Anyone with any information on the model can contact the Chase Project at thechaseproject@gmail.com. The group is now also researching the Staffordshire Tank Banks of the First World War.

Monday, 28 October 2013

Enigma: changing the course of history

This week we remember Colin Grazier and Francis Fasson, killed on the night of 30 October 1942 during a mission that turned out to be one of the most important of the Second World War.

By 1942 the biggest threat to the Allies was from U-Boats, which the Germans used in ‘wolf packs’ to attack shipping and disrupt supply convoys. Finding and destroying enemy submarines had become a top priority for British forces, with Churchill later commenting that the only thing that really frightened him during the war was the U-Boat peril. So when, on 30 October, a U-Boat was identified in the Mediterranean Sea, travelling westwards some 70 miles off the coast of Egypt, several destroyers were sent to hunt it down.
 

The U-Boat – later found to be the U-559 – was located by HMS Petard, which immediately launched an attack. It took almost 10 hours of fighting for the sub to be forced to the surface, but it eventually appeared in the destroyer’s search lights at around 10.40 pm. The crew were evacuated and placed under arrest, but not before they had scuttled the sub. Knowing there could be important information inside, Petard’s Captain, Lt Commander Mark Thorton, asked for volunteers to search the damaged vessel.

Three men, who must by this time have been physically and mentally exhausted, accepted the risk: Lieutenant Francis Fasson of Jedburgh, Able Seaman Colin Grazier from Tamworth and, just 16 years of age, NAAFI canteen assistant Tommy Brown. Jumping naked into the freezing ocean, they swam to the stricken sub. Fasson and Grazier went inside to search for anything which might prove useful, managing to pass books and documents to Brown, who stayed on the conning tower. But the U-559 finally went under, and Fasson and Grazier were unable to escape in time.  

They had, however, changed the course of the war, because the books they passed to HMS Petard contained code keys to the now-famous German Enigma machine.

Enigma was used to encrypt Nazi messages and was so sophisticated that it was calculated the odds of breaking the code without a key were 150 million million million to one. It had been invented as a commercial device in 1923, but was picked up and refined by the German military, who believed its ciphers to be unbreakable. The Poles, with their knowledge of German engineering industry, had managed to re-create an Enigma machine as early as 1933, and had had some success in reading the Wehrmacht’s messages. But, come the Second World War, analysts were unable to break the stream of information sent by German forces on land, sea and air.

It took three weeks for the code books taken by HMS Petard to reach Bletchley Park, the secret base set up by the British government to intercept and crack enemy communications. But because of the books, analysts at Bletchley were finally able to break the codes used by the Germans to plan U-Boat attacks.
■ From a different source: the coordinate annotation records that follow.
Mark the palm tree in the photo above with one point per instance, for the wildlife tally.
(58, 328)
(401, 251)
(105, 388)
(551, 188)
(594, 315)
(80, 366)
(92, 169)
The breakthrough occurred on 13 December 1942, and within an hour of the news being given to the submarine tracking unit the position of 15 U-Boats in the Atlantic had been revealed.

It has been said that the war was shorted by as much as two years because of the actions of Fasson, Grazier and Brown, with countless lives saved. Certainly the number of British vessels sunk in the months following the discovery was halved. However, with anything to do with Bletchley Park being subject to the Official Secrets Act, their heroism was not widely publicised and they did not get the recognition they so deserved.

Lieutenant Fasson and Colin Grazier were recommended for posthumous Victoria Crosses but, as they did not actually die ‘in the face of the enemy’, were instead awarded the George Cross. Tommy Brown was awarded the George Medal. Tragically, he was killed in a house fire in North Shields in 1945.

Today Tamworth has begun to acknowledge the debt owed to Colin Grazier and his comrades, and visitors to the town might find themselves on Grazier Avenue, Fasson Close, Brown Avenue, Bletchley Drive or Petard Close. A memorial to the men has also been built in Church Square, where a service is held on Colin Grazier Memorial Day.